Le compte YouTube FARMAROC a publié ce vendredi 2 janvier un reportage de l’émission française 5 colonnes à la une, daté de janvier 1963, consacré au Maroc du nouveau roi Hassan II (il est arrivé sur le trône à peine deux ans auparavant), quelques semaines après le référendum plébiscitant la nouvelle constitution (7 décembre 1962). On y découvre, sur le ton désuet voire néo-colonialiste de la télévision française de l’époque, le roi, encore jeune, plaider pour un régime relativement ouvert, dans lequel l’opposition aura son mot à dire :
Toute cette atmosphère d’équivoque va enfin disparaître car il y aura une lice (terrain clos, généralement destiné à des joutes ou exercices sportifs, ndlr) où alors tous les boxeurs pourront joueur un jeu loyal et devront affronter leurs idées et leurs plans, ce sera le parlement.
Le reportage présente Abderrahim Bouabid comme le leader de l’opposition (il était alors membre du secrétariat général de l’Union nationale des forces populaires). On y entend l’opposant revenir sur les raisons de son rejet de la nouvelle constitution, reprochant au roi de mettre en place une simple « démocratie consultative », et, déclarant même : « Rien ne prouve que je vais exister longtemps ».
Car la constitution sauvegarde les prérogatives du roi et lui attribue un rôle dominant, les partis politiques ne faisant que « participer à l’organisation et à la représentation des citoyens ». De plus, le reportage ne fait que mentionner en passant, que quelques jours plus tôt, trois ministres du parti de l’Istiqlal, ont démissionné pour protester contre l’omnipotence du chef de cabinet royal.
Enfin, à partir de juillet 1963, après le succès électoral de l’opposition (UNFP et Istiqlal) en mai, la répression se durcit à l’encontre du parti de gauche : 5 000 de ses militants son arrêtés, suite « à un complot déjoué contre le roi ».
C’était d’un roi moderne aux idées progressistes que le Maroc indépendant hérita en la personne de Hassan II. Cependant, Hassan II le roi n’a pas hérité d’un Maroc à son image. Il s’était retrouvé avec une population au mode de vie quasi médiéval et une classe politique bourgeoise des villes qui ne pensait qu’au prestige international que le pouvoir lui aurait apporté. Alors, en passant de statut de prince à celui de roi, il a commis l’erreur de garder le reflexe naturel de tout jeune monarque; celui d’idéaliser le jeu politique et de croire que les politiciens de l’époque avaient la même vision du pays que la sienne. Il passera sa vie à parler de cette vision et à espérer qu’elle soit partagée par les classes politiques subséquentes. De toutes ses déclarations, discours et entretiens médiatiques, on ne peut que déceler cette ambition qu’il portait en lui de pousser le Maroc vers la modernité et une indépendance politique effective. Celle qui aurait permis aux dirigeants politiques marocains, de gauche comme de droite, d’avoir leurs marges de manœuvre respectives et d’exercer leurs fonctions dans un cadre politique avant tout national. Parce que le pays avait besoin de faits et gestes et non seulement d’idées toutes faites et importées de l’extérieur. Que ce soit de l’Est ou de l’Ouest, puisqu’on parle de la conjoncture internationale de l’époque.

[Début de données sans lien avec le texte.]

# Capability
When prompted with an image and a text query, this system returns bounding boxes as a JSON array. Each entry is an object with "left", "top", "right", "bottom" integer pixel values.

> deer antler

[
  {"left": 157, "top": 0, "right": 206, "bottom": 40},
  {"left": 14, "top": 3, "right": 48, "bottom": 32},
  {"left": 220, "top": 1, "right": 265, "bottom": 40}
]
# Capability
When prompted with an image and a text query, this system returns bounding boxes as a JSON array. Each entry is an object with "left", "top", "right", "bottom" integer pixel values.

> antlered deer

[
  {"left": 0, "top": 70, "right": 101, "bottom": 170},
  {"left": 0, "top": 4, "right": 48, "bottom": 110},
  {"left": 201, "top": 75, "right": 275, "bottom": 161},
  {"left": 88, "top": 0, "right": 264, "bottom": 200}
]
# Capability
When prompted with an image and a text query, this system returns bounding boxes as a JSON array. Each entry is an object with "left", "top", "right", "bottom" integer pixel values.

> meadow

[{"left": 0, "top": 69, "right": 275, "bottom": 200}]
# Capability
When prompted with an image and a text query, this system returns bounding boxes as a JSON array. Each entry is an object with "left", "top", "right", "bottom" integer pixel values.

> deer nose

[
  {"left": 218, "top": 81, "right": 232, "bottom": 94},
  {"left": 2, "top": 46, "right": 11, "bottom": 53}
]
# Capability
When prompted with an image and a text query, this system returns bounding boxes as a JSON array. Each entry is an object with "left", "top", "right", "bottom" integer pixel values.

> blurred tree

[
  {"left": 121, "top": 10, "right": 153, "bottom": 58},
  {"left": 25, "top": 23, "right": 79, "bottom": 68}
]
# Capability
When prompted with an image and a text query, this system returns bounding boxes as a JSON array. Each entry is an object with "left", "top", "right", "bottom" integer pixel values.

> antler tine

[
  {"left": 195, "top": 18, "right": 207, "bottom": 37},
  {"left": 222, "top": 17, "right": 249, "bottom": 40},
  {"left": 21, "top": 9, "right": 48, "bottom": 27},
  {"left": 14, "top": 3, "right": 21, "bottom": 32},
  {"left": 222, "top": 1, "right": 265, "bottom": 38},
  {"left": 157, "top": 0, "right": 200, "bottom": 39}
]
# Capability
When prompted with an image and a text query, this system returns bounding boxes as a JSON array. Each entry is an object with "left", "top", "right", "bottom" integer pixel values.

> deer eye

Mais la droite comme la gauche trouvaient le roi partout présent parce que le peuple sensé constituer leurs bases ne jurait que par le jeune monarque qu’il trouvait être le seul garant d’un Maroc uni, stable et souverain. Aux yeux du peuple, la droite avait l’air trop bourgeoise et d’apparence arabisante; quant à la gauche, trop loin des préceptes religieux et loyale aux agendas d’un bloc socialiste jugé étranger et sans foi. Cette frustration de se sentir malaimés ou rejetés par la grande majorité de la population qu’ont eu les partis politiques a contribué à leurs tentatives de mettre les battons dans les roues (chacun à sa façon) au jeune roi. S’en est suivie une série d’événements et d’autres formes de trahison qui ont poussé Hassan II à perdre confiance en ses politiciens pour décider de revoir tout le système et enfin opter pour la méthode dure. La classe politique se faisant disqualifiée, la concentration des pouvoirs était devenue nécessaire pour entamer le processus de décolonisation des territoires marocains encore sous contrôle du dernier colon, l’Espagne. Parce qu’un échec de leur reprise, à cause des idéologies opposées des partis, aurait potentiellement fait perdre sa crédibilité au roi qui était le vrai Souverain aux yeux des marocains. Sachant les périodes de turbulences politiques successives et le degré d’animosité atteint, par moment, entre le palais et les partis politiques, ces derniers étaient toujours à la recherche d’alliés étrangers et oubliaient que les solutions des maux de la nation se trouvaient à l’intérieur même du pays. Ironie du sort, un demi siècle plus tard, les partis politiques marocains, je ne sais plus nombre exact, peinent encore à se faire accepter par la population en leur valeur de représentants servant les intérêts publiques et non personnels et claniques. C’est justement pour cette seule et unique raison que le roi devrait garder certains pouvoirs pour garantir l’équilibre voulu et attendu du peuple. Malheureusement, la politique politicienne continue encore à dominer la scène au Maroc!